Clairmont Development Co. v. Morgan

Decision Date09 June 1966
Docket NumberNos. 23470,23473,s. 23470
Citation149 S.E.2d 489,222 Ga. 255
PartiesCLAIRMONT DEVELOPMENT COMPANY, Inc. v. W. Ray MORGAN et al. CLAIRMONT DEVELOPMENT COMPANY, Inc. v. W. Grady HOLT et al.
CourtGeorgia Supreme Court

Duncan & Wall, R. F. Duncan, J. J. Wall, Lawrenceville, for appellant.

Stark & Stark, Hope D. Stark, Homer M. Stark, Lawrenceville, for appellee.

Syllabus Opinion by the Court

CANDLER, Presiding Justice.

These are cases respecting zoning. The petition in case No. 23470 was filed by Clairmont Development Company, Inc. against the three members of the Board of Commissioners of Roads and Revenues of Gwinnett County, Georgia. It alleges: Petioner is the 'optionee and holder and obligee of a contract to purchase a described tract of land in Gwinnett County' if and when rezoned from residential to commercial use. On August 17, 1965, such board of commissioners on petitioner's application therefor, and after the board had complied with all zoning requirements, rezoned it for commercial use.
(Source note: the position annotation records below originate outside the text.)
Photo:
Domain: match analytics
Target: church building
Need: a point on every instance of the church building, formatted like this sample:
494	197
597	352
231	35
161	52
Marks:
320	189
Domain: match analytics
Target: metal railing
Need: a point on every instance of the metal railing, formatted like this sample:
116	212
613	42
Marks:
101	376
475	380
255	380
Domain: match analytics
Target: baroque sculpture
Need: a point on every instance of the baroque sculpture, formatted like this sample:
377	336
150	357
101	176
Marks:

Relying on the board's rezoning action, petitioner has expended a great deal of time, effort and money to plan and develop it as a shopping center and may have become liable to the owners to purchase it for $50,000 under a contract of sale with them. On October 14, 1965, the Board issued an order for all interested parties to show cause why its rezoning ordinance of August 17, 1965 should not be declared void because of applicant's failure to comply with all of its regulations for rezoning property; and that petitioner responded to such order and on the hearing it was shown without contradiction that its application for the rezoning of such property was fully in compliance with all applicable rezoning regulations. The petition further alleges that petitioner received a notice from the board on November 17, 1965, that it had decided to initiate a rezoning of the subject property from a commercial use back to a residential use since it had concluded there were sufficient areas in that section of the county already zoned for shopping centers. The petition further alleges that the proposed rezoning of the subject land is not for the purpose of bringing it within compliance with any comprehensive zoning plans of the area or of the county, but is proposed arbitrarily and capriciously as a matter of political expediency to satisfy some of the citizens in the area; that the land is worth $50,000 for commercial uses but would not be worth that amount as residential property; and that if such property is rezoned for residential use, petitioner will have no need for it and will suffer an irreparable injury and loss unless the board is restrained and enjoined from rezoning it from commercial to residential use. The petition contains a prayer for such relief.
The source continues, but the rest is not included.